At the same time, this show seems to be pursuing a “general audience” with some traditional procedural elements: the mismatched partners, the various investments in the case, the conflicts of interests. Even as the sci-fi premise might attract a cultish, internet fan-base, Alcatraz seems intent on appealing to the millions of people who expect the good guys catch the bad guys at the end of each hour.
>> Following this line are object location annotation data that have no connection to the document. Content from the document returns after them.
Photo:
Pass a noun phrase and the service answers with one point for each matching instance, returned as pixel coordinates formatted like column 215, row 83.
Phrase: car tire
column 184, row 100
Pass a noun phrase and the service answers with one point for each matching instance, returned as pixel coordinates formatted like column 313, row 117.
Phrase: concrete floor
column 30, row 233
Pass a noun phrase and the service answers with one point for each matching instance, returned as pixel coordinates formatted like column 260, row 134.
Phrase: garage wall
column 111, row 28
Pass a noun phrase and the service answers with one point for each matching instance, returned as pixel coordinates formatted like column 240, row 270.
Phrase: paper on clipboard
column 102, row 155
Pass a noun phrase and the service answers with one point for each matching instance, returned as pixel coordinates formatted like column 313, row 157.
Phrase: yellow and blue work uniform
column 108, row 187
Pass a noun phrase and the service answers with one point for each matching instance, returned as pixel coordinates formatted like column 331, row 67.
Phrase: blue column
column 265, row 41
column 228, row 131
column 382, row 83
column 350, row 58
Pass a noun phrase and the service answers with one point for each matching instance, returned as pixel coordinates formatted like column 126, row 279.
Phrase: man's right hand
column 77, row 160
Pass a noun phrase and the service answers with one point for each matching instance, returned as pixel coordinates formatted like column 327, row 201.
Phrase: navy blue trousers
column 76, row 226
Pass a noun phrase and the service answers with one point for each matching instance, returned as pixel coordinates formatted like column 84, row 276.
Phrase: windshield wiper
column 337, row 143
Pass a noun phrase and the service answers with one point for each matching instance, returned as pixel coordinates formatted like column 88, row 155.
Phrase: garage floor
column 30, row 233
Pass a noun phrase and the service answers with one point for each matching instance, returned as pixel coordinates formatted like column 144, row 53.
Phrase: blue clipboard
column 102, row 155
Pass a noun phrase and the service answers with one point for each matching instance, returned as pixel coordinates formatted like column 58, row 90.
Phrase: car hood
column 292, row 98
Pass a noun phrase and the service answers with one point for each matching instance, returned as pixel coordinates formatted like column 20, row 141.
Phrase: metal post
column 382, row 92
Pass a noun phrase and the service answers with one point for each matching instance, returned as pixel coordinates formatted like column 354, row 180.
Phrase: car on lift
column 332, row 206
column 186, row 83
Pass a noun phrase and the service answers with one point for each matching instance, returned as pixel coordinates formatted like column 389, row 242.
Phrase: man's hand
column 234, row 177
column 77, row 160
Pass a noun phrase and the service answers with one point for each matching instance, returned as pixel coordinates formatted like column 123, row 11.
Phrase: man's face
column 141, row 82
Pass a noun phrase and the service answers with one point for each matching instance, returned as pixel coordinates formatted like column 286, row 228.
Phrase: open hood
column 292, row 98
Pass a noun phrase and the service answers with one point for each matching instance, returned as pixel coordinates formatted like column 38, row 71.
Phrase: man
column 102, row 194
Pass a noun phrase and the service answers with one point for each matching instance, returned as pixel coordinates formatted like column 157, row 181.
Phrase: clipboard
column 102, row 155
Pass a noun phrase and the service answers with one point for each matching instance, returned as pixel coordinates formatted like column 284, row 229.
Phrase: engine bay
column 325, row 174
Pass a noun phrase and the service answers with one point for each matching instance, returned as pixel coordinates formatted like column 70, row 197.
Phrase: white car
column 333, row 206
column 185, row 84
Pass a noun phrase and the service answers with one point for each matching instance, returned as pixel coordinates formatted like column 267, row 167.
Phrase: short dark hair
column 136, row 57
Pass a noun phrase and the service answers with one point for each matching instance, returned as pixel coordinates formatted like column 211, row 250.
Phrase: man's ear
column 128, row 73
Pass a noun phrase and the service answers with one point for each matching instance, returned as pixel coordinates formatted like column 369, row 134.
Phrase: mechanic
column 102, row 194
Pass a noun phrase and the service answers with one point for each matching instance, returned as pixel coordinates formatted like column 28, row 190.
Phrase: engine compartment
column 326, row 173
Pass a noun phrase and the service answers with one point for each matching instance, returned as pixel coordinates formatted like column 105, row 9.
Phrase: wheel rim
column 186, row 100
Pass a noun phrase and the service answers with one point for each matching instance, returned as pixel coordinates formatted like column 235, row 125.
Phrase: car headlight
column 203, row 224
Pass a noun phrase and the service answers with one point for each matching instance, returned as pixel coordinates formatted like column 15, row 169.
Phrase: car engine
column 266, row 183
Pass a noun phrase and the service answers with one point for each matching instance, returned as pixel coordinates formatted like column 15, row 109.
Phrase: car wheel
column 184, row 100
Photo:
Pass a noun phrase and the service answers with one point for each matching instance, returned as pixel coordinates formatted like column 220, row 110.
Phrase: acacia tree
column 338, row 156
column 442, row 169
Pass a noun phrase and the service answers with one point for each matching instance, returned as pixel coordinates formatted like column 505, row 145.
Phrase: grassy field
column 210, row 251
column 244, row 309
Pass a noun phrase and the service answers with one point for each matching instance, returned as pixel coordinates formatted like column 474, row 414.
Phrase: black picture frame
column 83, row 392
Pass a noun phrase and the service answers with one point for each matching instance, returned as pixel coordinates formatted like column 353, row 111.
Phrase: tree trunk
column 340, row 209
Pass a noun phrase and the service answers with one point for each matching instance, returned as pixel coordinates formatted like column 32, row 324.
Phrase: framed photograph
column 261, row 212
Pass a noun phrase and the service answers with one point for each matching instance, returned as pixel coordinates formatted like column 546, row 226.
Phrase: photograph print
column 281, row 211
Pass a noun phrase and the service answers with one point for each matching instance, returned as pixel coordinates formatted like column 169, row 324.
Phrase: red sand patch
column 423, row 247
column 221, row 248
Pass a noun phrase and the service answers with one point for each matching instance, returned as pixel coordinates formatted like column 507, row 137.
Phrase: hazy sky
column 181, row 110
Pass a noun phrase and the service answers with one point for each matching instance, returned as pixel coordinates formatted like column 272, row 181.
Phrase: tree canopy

The thing is, mixing brainy sci-fi with a standard procedural hasn’t worked in years. The X-Files managed to do it in the ‘90s by almost always separating the “mythology” episodes from the “monster of the week” episodes. The television audience is even more splintered these days. I’m not convinced that Alcatraz works well enough as either sci-fi or procedural to succeed as either. Fringe has been a huge creative success for several seasons now, but its audience has gradually been whittled down to the core cult fans. Meanwhile, over on CBS, Abrams’ Person of Interest is popular with general audiences because it’s an entertaining procedural with very few overt sci-fi elements. It’s easy to follow without worrying about the minimal, if ongoing, backstory.
This isn’t to say that Alcatraz can’t succeed. The cast is capable, the writing solid. Jones is convincing as a smart detective, and her character actually does investigative work in the first two episodes to track down the criminals. The science fictional twist might prove compelling (where have the returnees been?) and Hauser’s unknown part in it and his plans for the future are already intriguing. The show can always do episodes involving, say, guards or other staff who disappeared as well, to break up the bad guy of the week format.
Doing all of that might take some time. (And Fox has, after all, given Fringe time.) But based on the first two episodes, Alcatraz is a middling show. It needs to improve quickly—Fox has already scheduled the higher-profile, Kiefer Sutherland-starring Touch for its time slot beginning in March.